O Rio de Janeiro concentrou 75% da produção de gás natural do Brasil em 2025, com um volume médio de 137 milhões de metros cúbicos por dia. Os dados constam da 8ª edição do relatório Perspectivas do Gás no Rio 2025–2026, elaborado pela Firjan SENAI SESI, e indicam um crescimento de 20% em relação ao ano anterior.
O resultado ocorre em um período de transformação do mercado de gás natural no país. Esse processo é impulsionado, sobretudo, pelos cinco anos da Nova Lei do Gás, por avanços regulatórios e pela ampliação da infraestrutura. Além disso, novos modelos de negócios vêm alterando a dinâmica do setor energético brasileiro.

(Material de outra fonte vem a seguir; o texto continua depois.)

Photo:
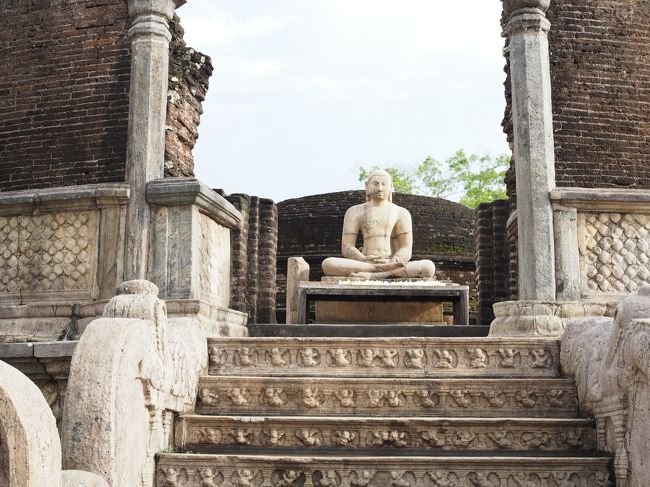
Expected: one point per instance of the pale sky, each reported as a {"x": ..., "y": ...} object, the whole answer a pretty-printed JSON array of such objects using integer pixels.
[{"x": 305, "y": 91}]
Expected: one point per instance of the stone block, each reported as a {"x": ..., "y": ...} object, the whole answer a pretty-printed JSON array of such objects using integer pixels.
[
  {"x": 190, "y": 253},
  {"x": 396, "y": 297},
  {"x": 379, "y": 312}
]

Produção de gás natural no Rio de Janeiro assume papel central
Segundo o relatório, o Rio de Janeiro se consolidou como o principal polo de produção e processamento de gás natural do Brasil. Essa posição decorre não apenas do volume produzido, mas também da concentração de ativos logísticos e industriais ligados ao setor.

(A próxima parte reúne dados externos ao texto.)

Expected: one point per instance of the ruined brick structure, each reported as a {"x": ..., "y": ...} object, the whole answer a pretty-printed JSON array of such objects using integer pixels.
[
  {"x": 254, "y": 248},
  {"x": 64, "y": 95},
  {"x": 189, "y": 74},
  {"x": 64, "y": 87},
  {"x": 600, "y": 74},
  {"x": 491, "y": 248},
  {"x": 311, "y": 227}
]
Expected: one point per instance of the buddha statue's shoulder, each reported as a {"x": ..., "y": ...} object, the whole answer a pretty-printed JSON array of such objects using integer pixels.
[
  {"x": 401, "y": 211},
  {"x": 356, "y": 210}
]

Nesse contexto, o gás natural passou a desempenhar uma função estratégica. O insumo deixou de ser apenas uma fonte energética complementar. Hoje, influencia diretamente a competitividade da indústria e a segurança do abastecimento nacional, especialmente em períodos de maior demanda.
Disponibilidade de gás ao mercado ainda é desafio
Apesar do avanço na produção, o estudo aponta um desafio estrutural. Nem todo o gás produzido chega ao mercado consumidor. Em 2025, aproximadamente 33% do gás extraído no Brasil foi efetivamente disponibilizado, percentual inferior aos 42% registrados em 2021.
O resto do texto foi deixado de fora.